Western instruments are tuned in twelve-tone equal temperament, where every semitone is exactly the same size so you can play in any key. Pure or just intonation instead tunes each interval to a simple whole-number ratio that sounds beatless. This tool lays the two systems side by side so you can see precisely how much each interval is bent.
How it works
In equal temperament the octave is split into twelve identical steps. The frequency n semitones above a root of f hertz is:
f_et = f × 2^(n/12)
In just intonation each interval uses a small whole-number ratio derived from the harmonic series, for example 3:2 for the perfect fifth and 5:4 for the major third:
f_just = f × (ratio numerator / ratio denominator)
The difference is measured in cents, a logarithmic unit where an octave is 1200 cents and a semitone is 100 cents:
cents = 1200 × log2(f_just / f_et)
A positive value means the pure interval is sharper than the tempered one; a negative value means it is flatter.
Worked example with A4 = 440 Hz
The equal-temperament major third (4 semitones up) is 440 × 2^(4/12) ≈ 554.37 Hz. The pure 5:4 major third is 440 × 5/4 = 550.00 Hz. The difference is 1200 × log2(550 / 554.37) ≈ −13.7 cents: the pure third is nearly 14 cents flatter than the piano’s third, which is why equal-temperament thirds shimmer with audible beats.

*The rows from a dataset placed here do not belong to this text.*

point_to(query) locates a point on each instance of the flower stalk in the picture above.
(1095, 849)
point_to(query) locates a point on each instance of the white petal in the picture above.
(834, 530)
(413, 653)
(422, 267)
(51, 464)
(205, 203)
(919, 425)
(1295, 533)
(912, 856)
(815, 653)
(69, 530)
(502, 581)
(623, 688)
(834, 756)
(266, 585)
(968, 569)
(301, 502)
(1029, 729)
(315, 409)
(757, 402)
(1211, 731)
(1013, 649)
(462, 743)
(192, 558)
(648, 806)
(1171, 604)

The compromise interval by interval
Not all intervals are equally bent in equal temperament. The table below shows the typical cent deviations using five-limit just intonation ratios:
| Interval | ET semitones | Just ratio | Deviation |
|---|---|---|---|
| Unison | 0 | 1:1 | 0 ¢ |
| Minor third | 3 | 6:5 | −15.6 ¢ |
| Major third | 4 | 5:4 | −13.7 ¢ |
| Perfect fourth | 5 | 4:3 | +2.0 ¢ |
| Perfect fifth | 7 | 3:2 | −2.0 ¢ |
| Major sixth | 9 | 5:3 | −15.6 ¢ |
| Octave | 12 | 2:1 | 0 ¢ |
The perfect fifth is only 2 cents narrow — far below the typical audibility threshold of about 5 cents. Thirds and sixths carry a much larger gap, which is the fundamental trade-off of equal temperament.
Why equal temperament won
Earlier historical tuning systems — meantone, Pythagorean, various well temperaments — also tried to balance pure intervals against practical key-modulation. Equal temperament does not optimise any single key but instead distributes the error equally across all twelve. This means every key sounds equally in tune (or equally out of tune), which became essential as composers explored distant key relationships and keyboard instruments became standard.
Who cares about the difference today
- A cappella ensembles and choirs tune by ear and naturally drift toward just ratios — particularly for thirds and sixths — producing the characteristic purity of unaccompanied choral sound.
- String quartets playing without piano can subtly adjust intonation, and experienced ensembles actively match the harmonic series in sustained chords.
- Barbershop harmony is explicitly trained on locking just-intonation chords, and practitioners learn to hear the “ringing” of a locked chord versus a slightly tempered one.
- Synthesiser designers and microtonalists use this comparison to design or evaluate alternative tuning systems.
Everything runs locally in your browser — enter any root frequency to explore the relationships in a key you are working in.